PS: Laurie, if your heart is not set on a DeWalt please compare the many other brands the same way. You may prefer the way another feels in your hands.


----------



## Mike Wingate (Apr 26, 2009)

I have just bought a DW625 to hang under a table. I have an Elu Mof 177e (just like the DW}, a smaller Elu 96 and a small Bosch POF 52, as well as a Dremel in a routerbase. They are all used.


----------



## dustmaker (May 18, 2009)

Hi Laurie and welcome.

I have the DW625 and it is a very good router. However, if you are going to use this router under the table and most of your collection is 1/4" shaft, I should warn you that the 625 is a bit height challenged.
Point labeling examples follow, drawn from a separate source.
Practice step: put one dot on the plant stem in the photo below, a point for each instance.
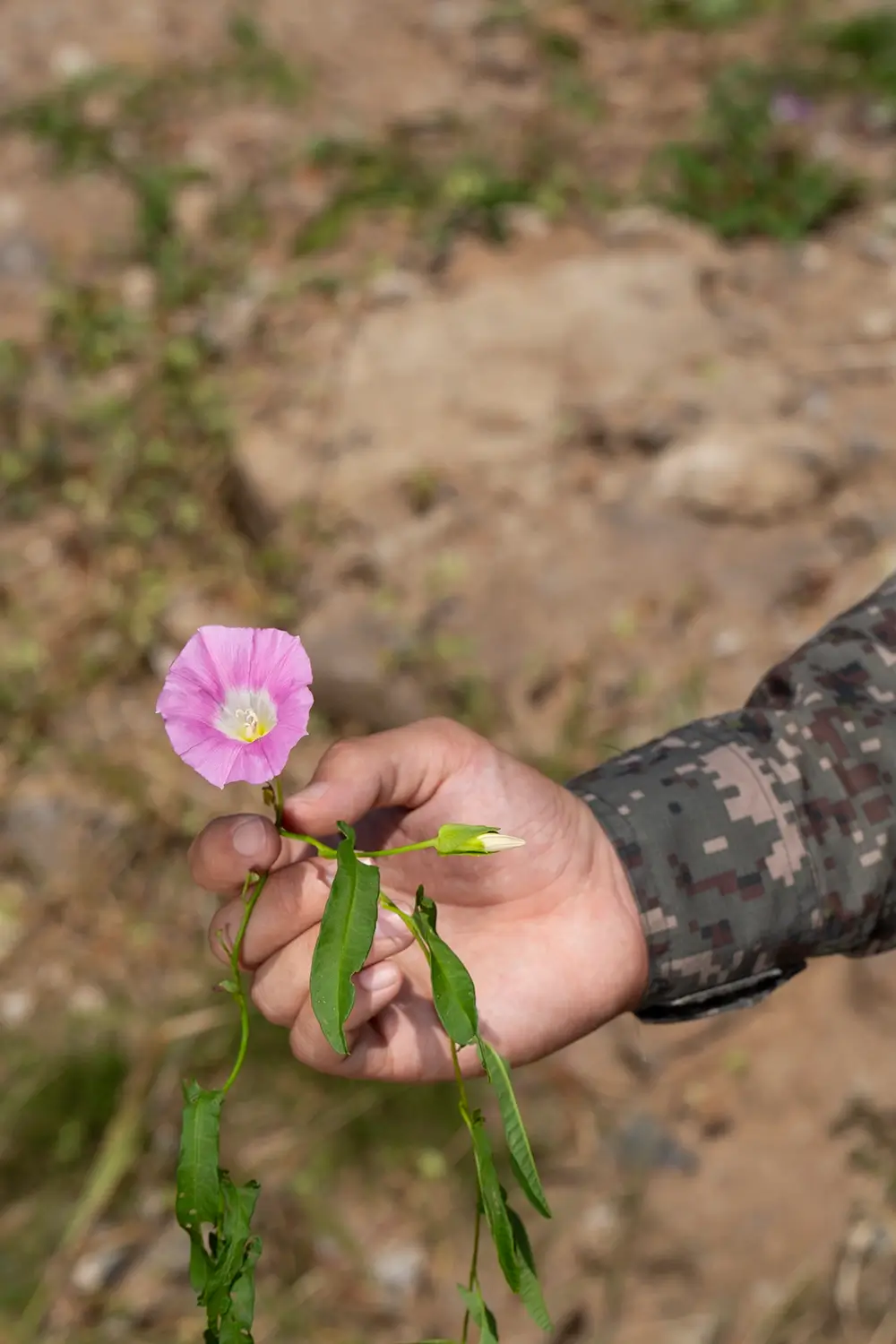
(324, 851)
(328, 852)
(468, 1121)
(406, 919)
(474, 1271)
(401, 849)
(253, 889)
With a 3/8" router plate I lose about a half an inch. Most of my 1/4" bits (I only have a few) cannot be used safely in the 625 without a collet extender...they simply cannot be raised high enough when inserted properly in the collet. I am not sure about the other DeWalt routers you mentioned as I have never used them; the 625 is not a problem freehand with 1/4" bits. Any reason you are fixated on DeWalt? There are other good brands too! I am sure you will get plenty of advice here.


----------



## Mike Wingate (Apr 26, 2009)

I am using my DW625e under a table in a Jessem lift. I have removed the plastic base plate and saved a few mm. I have had no problem with short bits in my 625e.


----------